One Sunday afternoon, a young man in his twenties got off a Vermont Transit bus in White River Junction, Vt. He was brought to the ED by ambulance because he had been acting funny—he was apparently talking as if to a companion, but no one was there. Then, after he got to the ED, he let his pet boa constrictor out of his backpack. "Baby" hung draped from the IV pole in his room. He asked us for a banana for Baby, and we scrambled around trying to figure out where to find a banana for his snake and what to do.

Late one Saturday night, a man in his thirties came to the ED after being beaten up outside a bar. Around his eyes were a lot of small cuts that looked dirty even after the lacerations had been washed out and irrigated. As I was trying to untangle the mangled skin tags and flaps and put everything back into position, he told me he had had teardrops tattooed on his skin where the cuts now were, so could I please try to make it look like it did before he got in the fight?
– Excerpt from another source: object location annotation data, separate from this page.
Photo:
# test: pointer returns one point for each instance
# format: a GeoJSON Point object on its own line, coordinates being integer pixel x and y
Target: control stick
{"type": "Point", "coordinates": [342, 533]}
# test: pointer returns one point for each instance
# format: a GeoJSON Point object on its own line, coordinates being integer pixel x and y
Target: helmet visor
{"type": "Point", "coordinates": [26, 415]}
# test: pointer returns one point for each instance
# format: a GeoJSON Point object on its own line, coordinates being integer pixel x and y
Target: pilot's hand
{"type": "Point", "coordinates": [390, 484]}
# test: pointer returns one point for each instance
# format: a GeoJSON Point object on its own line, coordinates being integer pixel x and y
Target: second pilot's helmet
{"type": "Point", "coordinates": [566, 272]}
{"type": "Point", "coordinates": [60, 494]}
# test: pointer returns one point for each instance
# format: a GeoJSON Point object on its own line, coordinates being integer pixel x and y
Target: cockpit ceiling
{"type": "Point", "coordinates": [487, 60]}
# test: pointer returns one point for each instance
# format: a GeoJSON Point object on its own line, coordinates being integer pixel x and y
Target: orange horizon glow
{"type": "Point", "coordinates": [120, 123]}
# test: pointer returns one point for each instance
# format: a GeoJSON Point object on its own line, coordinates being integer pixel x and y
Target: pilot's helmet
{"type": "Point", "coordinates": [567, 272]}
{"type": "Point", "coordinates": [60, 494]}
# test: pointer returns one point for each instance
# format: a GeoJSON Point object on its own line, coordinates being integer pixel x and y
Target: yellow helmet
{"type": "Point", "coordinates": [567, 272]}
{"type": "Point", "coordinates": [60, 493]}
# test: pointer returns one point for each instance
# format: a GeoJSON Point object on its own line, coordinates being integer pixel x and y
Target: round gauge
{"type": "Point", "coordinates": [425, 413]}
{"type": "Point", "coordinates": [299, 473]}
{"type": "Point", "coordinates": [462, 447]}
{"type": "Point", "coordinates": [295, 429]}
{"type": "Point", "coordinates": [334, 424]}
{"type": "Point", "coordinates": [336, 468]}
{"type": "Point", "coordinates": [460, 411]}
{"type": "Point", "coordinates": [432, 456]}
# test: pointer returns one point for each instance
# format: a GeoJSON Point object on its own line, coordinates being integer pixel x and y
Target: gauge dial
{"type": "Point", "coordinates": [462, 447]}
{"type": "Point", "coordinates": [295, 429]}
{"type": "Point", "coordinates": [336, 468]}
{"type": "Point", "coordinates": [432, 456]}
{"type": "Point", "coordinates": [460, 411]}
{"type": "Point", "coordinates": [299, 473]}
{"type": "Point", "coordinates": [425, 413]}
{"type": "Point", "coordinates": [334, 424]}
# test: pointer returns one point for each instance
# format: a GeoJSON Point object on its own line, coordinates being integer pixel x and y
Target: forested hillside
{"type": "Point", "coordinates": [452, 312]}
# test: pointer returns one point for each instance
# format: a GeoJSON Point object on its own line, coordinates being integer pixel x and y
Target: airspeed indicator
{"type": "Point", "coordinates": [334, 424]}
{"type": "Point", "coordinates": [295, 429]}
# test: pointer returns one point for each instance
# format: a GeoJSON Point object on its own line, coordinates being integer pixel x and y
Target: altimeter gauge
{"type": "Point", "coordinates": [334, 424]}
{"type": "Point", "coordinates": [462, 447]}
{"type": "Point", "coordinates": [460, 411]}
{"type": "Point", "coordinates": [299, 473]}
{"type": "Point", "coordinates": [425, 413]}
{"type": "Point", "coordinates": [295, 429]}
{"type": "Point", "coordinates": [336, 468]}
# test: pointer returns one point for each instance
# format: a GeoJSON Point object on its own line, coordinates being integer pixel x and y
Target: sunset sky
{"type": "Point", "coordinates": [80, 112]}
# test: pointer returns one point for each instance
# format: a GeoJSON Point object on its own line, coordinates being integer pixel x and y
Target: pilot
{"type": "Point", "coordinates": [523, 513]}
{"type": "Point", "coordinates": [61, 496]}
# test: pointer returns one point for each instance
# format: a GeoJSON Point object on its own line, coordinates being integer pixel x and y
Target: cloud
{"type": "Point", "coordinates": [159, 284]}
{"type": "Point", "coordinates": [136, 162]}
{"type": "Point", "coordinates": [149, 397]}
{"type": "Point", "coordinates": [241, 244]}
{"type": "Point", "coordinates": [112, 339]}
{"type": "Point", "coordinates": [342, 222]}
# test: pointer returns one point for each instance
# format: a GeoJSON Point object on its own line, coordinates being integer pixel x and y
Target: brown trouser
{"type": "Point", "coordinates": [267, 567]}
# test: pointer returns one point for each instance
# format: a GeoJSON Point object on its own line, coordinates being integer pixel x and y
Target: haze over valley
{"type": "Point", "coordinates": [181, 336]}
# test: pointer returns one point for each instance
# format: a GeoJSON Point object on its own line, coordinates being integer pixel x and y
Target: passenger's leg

I also recall several memorable patients with hand injuries. Much of what physicians do involves our hands, so hand injuries are particularly worrisome if your ED patient is a physician—just as they are if your patient is a musician. I have treated fellow physicians for a variety of hand injuries, ranging from a deep cut exposing a tendon, to a splinter under a fingernail, to a sudden swelling of the ring finger. Such cases are never routine because in the back of your mind is the thought "I'd better do this right, or I could wreck a colleague's livelihood."